Her uncle had made a fortune with his hotel, and could have retired, but instead of that he took to sporting, and went to race meetings, and was a good deal away from home.

After a time, people began to notice a change in his manner, and he neglected his business altogether, and would come home sometimes with his dog-cart full of legs of mutton, and poultry, and things, which he said he’d bought cheap. One day he brought home fifty ducks in his trap; and another day he brought six mastiff dogs, and they were all kept chained up in the yard, and a nice noise they made.

But that wasn’t the worst. He got very violent if his wife objected to his buying things, and she said she was sure he wasn’t right in his head. After a terrible quarrel about his buying four billiard tables, and having them sent home, with nowhere to put them, he went off, and was away for weeks, and when he came back he never said where he’d been, but letters began to come, and his wife opened them, and it seemed he’d been about the country and had bought horses and traps everywhere, and had left them at different yards at hotels, and there they were, eating their heads off—the horses, not the traps.

And they found out that he’d bought a sailing vessel at Brighton, and it was lying on the beach; and in London he’d been to a sale and bought a lot of pictures, and had them sent to a furniture depository, where they were standing at a fearful rent.

It seemed as though he couldn’t think of enough ways to fool his money away, and they found he’d got rid of thousands.

His wife went to a solicitor to see what could be done to stop him getting rid of any more, and when he found it out he jumped about the place and smashed the furniture, and went down in the cellar with a hammer and broke bottles, till you could have swum about the place in mixed wine.
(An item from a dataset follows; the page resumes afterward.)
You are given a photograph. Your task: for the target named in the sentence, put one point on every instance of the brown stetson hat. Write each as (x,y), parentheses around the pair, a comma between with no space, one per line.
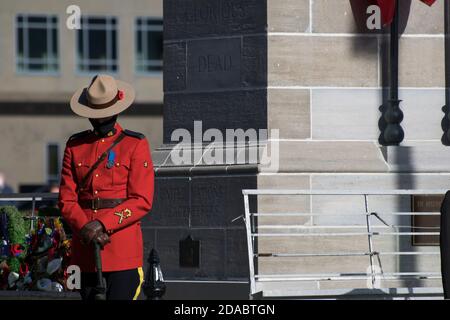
(104,97)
Everybody said that his brain was softening, or something of the sort, and he would have to be put under restraint. Poor Clara told me they had a dreadful time with him, and it came to the worst one evening, when there was a ball and supper being given in the big room belonging to the hotel. Everything was ready for the supper; pies and jellies, and creams, and tipsy cakes: and her uncle went into the supper-room when the table was all beautifully laid; and when the guests began to come in, he ordered them all out, saying it was his house, and he wasn’t going to have a pack of people dancing and singing, when they ought to be in bed and asleep; and, before anybody knew what he was going to do, he seized the jellies and the creams and threw them at the guests, regularly bombarding them, so to speak, before anybody could stop him. It was a dreadful sight. The poor ladies shrieked, as jellies and creams came all over them; and one gentleman was smothered all over his head with a dish of tipsy cake, the custard running down over his face.

The people who were just coming in at the doorway couldn’t get back, because the people behind pressed forward; and there were tongues, and hams, and patties, and fowls, and jellies, and greasy things flying right and left and all among them—that madman seizing things with both hands to hurl at them.